У входа Александра остановилась и перекрестилась. В ней всегда было мало веры, но сейчас в этом необыкновенном месте она чувствовала что-то особенное, какое-то необыкновенное умиление и радость, смешанную с легкой тихой грустью. А может, все дело в еще продолжавшей звучать внутри нее балладе?..
Внутри церковь тоже оказалась нарядной, торжественной и вместе с тем нежной.
— Наша Святая София… — тихо произнесла Ирина Алексеевна.
Посреди храма, метрах в трех над землей, в воздухе разливалось мягкое серебряное сияние, и в этом сиянии, словно в оправе, была икона. Она не опиралась ни на что — просто парила в воздухе, и Саше вдруг показалось, что Святая София видит ее, девушка почувствовала на себе добрый всепрощающий взгляд святой и вдруг упала на колени. По щекам сами собой заструились слезы.
Да! Это было поистине святое место! Святое и прекрасное! Различить во всех деталях лицо на иконе было нельзя, но этого и не требовалось. Святая София казалась живой. Ее присутствие в небольшой вытянутой вверх, словно устремленной к небу, церкви не вызывало сомнений. Она говорила, что есть на земле царство добра, уголок покоя и мира, осененный высшей благодатью. Она обещала, что теперь все будет хорошо, и горести пройдут стороной, затмятся светом великой радости.
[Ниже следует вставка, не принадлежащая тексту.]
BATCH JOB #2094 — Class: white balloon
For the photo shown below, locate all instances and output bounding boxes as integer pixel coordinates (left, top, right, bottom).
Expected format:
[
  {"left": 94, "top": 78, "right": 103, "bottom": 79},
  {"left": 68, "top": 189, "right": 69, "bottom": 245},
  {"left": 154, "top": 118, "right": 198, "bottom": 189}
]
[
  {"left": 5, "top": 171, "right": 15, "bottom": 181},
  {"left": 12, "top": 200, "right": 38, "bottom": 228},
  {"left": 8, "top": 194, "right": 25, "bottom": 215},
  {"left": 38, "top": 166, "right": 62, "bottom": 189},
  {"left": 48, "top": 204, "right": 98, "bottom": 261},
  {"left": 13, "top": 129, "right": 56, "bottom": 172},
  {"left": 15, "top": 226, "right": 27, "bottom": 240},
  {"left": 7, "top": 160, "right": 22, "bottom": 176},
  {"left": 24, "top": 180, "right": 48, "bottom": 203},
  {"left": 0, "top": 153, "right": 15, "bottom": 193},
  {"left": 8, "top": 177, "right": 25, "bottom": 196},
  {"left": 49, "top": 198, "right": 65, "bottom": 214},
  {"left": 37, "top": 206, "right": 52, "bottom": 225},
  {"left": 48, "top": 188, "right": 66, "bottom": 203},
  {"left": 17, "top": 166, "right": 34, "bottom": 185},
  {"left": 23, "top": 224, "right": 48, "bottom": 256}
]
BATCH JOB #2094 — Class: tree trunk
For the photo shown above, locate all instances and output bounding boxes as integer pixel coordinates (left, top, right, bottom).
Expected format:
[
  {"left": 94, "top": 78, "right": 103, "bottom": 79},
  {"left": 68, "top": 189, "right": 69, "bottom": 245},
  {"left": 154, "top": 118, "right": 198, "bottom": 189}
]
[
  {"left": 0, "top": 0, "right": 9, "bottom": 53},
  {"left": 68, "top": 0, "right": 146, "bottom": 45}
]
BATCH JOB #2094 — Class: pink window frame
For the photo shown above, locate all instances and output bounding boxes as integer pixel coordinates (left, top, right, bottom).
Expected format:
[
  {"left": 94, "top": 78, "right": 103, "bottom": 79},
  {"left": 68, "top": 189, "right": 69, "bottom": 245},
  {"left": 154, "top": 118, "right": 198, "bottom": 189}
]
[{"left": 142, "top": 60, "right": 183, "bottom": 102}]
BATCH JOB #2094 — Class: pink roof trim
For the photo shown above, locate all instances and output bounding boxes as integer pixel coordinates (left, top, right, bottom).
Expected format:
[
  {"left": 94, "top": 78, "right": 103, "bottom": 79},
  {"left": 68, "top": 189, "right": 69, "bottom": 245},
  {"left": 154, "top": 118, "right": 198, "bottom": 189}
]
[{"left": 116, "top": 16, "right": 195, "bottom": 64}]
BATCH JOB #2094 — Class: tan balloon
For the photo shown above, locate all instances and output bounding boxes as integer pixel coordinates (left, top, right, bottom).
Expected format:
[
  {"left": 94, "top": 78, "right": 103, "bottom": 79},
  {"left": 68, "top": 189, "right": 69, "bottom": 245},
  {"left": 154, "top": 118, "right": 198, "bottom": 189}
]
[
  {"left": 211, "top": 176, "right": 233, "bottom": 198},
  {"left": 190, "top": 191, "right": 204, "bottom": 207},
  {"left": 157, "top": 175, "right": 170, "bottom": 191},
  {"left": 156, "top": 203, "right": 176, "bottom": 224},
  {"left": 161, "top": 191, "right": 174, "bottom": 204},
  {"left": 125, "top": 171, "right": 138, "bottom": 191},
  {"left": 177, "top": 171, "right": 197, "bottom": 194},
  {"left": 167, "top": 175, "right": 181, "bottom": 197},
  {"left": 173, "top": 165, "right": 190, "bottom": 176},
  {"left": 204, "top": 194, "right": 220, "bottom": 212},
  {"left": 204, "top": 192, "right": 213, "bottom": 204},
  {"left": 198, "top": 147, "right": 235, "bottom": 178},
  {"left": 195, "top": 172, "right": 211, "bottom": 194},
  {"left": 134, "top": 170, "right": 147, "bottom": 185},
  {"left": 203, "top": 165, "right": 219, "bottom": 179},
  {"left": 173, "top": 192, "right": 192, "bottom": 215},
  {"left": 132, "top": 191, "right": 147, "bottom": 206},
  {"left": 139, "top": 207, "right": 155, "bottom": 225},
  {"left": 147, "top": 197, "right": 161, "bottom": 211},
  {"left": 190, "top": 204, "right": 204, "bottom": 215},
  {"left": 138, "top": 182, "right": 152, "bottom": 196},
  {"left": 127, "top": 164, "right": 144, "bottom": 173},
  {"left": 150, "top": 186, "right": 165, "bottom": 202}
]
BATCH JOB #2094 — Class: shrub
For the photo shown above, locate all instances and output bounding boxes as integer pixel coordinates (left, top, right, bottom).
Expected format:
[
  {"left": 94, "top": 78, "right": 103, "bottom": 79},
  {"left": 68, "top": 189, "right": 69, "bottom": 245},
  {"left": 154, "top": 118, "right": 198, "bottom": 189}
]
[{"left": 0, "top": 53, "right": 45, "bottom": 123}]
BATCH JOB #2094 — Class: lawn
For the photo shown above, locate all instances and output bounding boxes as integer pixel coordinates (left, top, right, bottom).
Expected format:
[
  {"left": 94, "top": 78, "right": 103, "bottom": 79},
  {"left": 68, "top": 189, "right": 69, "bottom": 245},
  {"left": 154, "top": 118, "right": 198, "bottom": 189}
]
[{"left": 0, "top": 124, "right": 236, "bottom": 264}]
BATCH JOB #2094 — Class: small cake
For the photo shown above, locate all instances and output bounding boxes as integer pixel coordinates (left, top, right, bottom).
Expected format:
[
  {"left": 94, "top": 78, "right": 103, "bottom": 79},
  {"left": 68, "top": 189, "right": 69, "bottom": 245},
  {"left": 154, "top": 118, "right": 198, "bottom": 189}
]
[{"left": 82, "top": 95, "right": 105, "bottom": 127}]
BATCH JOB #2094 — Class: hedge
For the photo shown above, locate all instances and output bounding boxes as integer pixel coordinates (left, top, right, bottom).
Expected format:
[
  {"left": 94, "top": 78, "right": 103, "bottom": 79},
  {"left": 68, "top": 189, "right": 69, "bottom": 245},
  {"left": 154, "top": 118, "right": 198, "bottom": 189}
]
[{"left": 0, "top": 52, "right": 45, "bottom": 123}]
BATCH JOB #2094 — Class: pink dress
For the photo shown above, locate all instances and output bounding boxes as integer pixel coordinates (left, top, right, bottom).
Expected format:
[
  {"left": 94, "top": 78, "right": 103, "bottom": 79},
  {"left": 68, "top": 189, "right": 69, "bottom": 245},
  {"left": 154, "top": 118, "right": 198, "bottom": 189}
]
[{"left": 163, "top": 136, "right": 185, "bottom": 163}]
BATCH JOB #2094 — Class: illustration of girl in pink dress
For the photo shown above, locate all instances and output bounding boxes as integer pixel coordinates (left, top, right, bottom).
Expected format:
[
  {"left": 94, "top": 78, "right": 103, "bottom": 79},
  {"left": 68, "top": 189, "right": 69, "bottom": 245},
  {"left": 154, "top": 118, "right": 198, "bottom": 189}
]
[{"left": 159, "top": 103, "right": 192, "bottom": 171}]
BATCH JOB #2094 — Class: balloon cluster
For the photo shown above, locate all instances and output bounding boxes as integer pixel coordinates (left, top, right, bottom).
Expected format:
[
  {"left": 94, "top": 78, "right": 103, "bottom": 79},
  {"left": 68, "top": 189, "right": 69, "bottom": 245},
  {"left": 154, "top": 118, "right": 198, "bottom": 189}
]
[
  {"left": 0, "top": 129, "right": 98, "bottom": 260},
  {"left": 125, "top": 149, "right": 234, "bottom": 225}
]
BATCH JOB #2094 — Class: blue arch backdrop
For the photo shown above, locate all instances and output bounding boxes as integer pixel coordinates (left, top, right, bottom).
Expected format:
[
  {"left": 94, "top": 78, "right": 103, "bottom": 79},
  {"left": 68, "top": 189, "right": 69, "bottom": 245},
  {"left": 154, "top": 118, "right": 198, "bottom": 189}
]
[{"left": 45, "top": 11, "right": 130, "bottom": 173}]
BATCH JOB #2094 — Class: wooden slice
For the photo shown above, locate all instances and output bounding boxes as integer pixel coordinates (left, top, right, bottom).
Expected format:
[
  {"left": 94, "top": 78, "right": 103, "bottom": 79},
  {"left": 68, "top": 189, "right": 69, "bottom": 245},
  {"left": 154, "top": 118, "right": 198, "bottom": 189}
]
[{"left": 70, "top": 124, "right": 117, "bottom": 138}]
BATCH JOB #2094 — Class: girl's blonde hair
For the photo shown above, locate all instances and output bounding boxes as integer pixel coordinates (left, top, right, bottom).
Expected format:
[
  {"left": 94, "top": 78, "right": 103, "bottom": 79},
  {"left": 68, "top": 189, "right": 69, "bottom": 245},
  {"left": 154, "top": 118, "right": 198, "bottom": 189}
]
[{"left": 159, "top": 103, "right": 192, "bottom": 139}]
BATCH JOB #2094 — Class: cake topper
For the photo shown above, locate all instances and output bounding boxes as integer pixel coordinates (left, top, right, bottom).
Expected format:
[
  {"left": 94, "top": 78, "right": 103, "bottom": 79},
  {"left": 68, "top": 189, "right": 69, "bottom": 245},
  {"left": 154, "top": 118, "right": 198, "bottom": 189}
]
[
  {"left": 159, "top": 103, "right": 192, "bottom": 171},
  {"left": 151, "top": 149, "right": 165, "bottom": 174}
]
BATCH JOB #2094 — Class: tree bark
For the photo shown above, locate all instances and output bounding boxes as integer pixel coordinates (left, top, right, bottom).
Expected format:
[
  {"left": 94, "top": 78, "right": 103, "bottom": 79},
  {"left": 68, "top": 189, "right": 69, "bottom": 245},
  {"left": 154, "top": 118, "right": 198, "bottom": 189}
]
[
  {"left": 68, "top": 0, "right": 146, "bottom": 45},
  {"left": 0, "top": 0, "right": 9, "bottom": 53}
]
— Плачь… Это хорошие слезы, — произнес рядом с Александрой приветливый тихий голос.
Девушка вздрогнула. Под взглядом святой она забыла обо всем мире, забыла, что в нем еще существуют люди…
Рядом с ней стояла княгиня и смотрела светло и благостно. Серебряный свет коснулся ее русых волос, озарил глубокие голубые глаза.
— Я… — Саша не знала, как выразить весь свой восторг, свою радость.
— Да, я знаю, — Ирина Алексеевна мягко улыбнулась, — это особенное место. Когда ты пришла, я увидела за твоим левым плечом тень, но теперь она исчезла. Не бойся больше. Здесь нет места страху. Здесь она никогда до тебя не доберется.
Саша, не удивляясь тому, как княгиня может знать то, что лежит глубоко-глубоко на сердце, что скрывается не только от других, но и от себя, потянулась к Ирине Алексеевне, как тянутся к матери, и та обняла ее, прижала к себе, защищая от всех неприятностей.
— Все будет хорошо, — пообещала княгиня, гладя девушку по волосам, — вот увидишь.
Александре и вправду стало легко и спокойно, словно исчезла вся тревога.
Княгиня подняла девушку с колен, отерла со щек еще не высохшие слезы и заглянула в глаза.